You are viewing a plain text version of this content. The canonical link for it is here.
Posted to java-user@lucene.apache.org by Vadim Gindin <vg...@detectum.com> on 2018/03/23 08:15:14 UTC
Postings.getPayload() returns null
Hi all.
I have a simplified test, that defines an index with one document and one
field in it. Just one filter is defined in indexing analyzer that writes 1
byte to payload. My *goal *is to write numbers to payload for each position
of each term, that will be used in custom scoring formula implemented in
custom Query/Scorer.
When I'm trying to read written payload (in the custom query) I got NULL. I
suppose I should call posting.nextPosition() before calling getPayload()
method, but when I called nextPosition() I got an error:
java.lang.AssertionError: got line=field model
at __randomizedtesting.SeedInfo.seed([D334C9D1B5C155E3:2AAE4BE5481F4C8F]:0)
at
org.apache.lucene.codecs.simpletext.SimpleTextFieldsReader$SimpleTextPostingsEnum.nextPosition(SimpleTextFieldsReader.java:455)

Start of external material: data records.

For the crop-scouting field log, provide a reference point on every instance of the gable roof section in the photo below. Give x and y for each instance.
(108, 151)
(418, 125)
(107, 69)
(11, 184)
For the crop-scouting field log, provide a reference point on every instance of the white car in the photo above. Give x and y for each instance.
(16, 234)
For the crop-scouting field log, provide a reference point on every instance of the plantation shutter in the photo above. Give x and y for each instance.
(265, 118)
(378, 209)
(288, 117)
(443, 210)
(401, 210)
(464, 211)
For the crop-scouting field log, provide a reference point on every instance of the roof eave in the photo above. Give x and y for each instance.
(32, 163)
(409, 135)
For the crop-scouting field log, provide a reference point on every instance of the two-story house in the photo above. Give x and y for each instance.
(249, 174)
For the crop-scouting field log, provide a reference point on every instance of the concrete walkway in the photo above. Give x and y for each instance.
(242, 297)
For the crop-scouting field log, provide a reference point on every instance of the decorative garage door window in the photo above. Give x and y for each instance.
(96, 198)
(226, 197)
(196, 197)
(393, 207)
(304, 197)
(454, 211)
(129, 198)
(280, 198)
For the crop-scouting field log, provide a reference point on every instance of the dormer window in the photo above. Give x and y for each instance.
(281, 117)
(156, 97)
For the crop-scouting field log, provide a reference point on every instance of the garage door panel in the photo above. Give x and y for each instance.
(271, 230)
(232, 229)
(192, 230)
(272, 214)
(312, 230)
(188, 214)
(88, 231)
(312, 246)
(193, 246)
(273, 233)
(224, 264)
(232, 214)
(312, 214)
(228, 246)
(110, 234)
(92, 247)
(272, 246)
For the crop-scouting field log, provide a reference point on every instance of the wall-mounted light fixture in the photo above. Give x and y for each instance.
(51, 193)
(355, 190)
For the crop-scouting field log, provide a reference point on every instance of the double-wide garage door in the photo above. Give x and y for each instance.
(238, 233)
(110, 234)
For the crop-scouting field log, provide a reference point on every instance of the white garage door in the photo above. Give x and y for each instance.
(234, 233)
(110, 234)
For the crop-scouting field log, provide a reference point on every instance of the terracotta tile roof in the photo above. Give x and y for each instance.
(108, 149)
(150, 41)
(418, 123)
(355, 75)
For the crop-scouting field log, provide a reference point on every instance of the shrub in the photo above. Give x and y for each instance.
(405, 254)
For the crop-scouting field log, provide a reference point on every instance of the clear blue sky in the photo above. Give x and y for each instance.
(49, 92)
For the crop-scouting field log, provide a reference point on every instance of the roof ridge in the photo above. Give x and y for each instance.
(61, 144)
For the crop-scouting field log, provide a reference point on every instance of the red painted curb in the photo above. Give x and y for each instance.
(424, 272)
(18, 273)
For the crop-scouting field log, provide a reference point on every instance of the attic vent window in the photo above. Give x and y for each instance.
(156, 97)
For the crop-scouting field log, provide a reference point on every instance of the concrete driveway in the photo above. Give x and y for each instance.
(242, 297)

I also used SimpleTextCodec as you see to make sure that payload was really
written to index along with positions. It is really written. I probably do
something wrong with positions or reading it incorrectly or missed
something important.
*Question*: What am I doing wrong? How to read/write payload correctly?
Here is my test:
public class PayloadTest extends LuceneTestCase {
private IndexSearcher searcher;
private IndexReader reader;
private byte[] payloadField = new byte[]{1};
protected Directory directory;
private class PayloadAnalyzer extends Analyzer {
@Override
public TokenStreamComponents createComponents(String fieldName) {
Tokenizer tokenizer = new LowerCaseTokenizer();
PayloadFilter filter = new PayloadFilter(tokenizer, fieldName);
return new TokenStreamComponents(tokenizer, filter);
}
}
private class PayloadFilter extends TokenFilter {
PayloadAttribute payloadAtt;
PositionIncrementAttribute positionAtt;
public PayloadFilter(TokenStream input, String fieldName) {
super(input);
payloadAtt = addAttribute(PayloadAttribute.class);
positionAtt =
addAttribute(PositionIncrementAttribute.class); // I tried also
without position attribute here with the same error
}
@Override
public boolean incrementToken() throws IOException {
boolean hasNext = input.incrementToken();
if (hasNext) {
payloadAtt.setPayload(new BytesRef(payloadField));
positionAtt.setPositionIncrement(1); // I tried also
without position attribute here with the same error
return true;
} else {
return false;
}
}
}
@Override
public void setUp() throws Exception {
super.setUp();
directory = newDirectory();
RandomIndexWriter writer = new RandomIndexWriter(random(), directory,
newIndexWriterConfig(new PayloadAnalyzer())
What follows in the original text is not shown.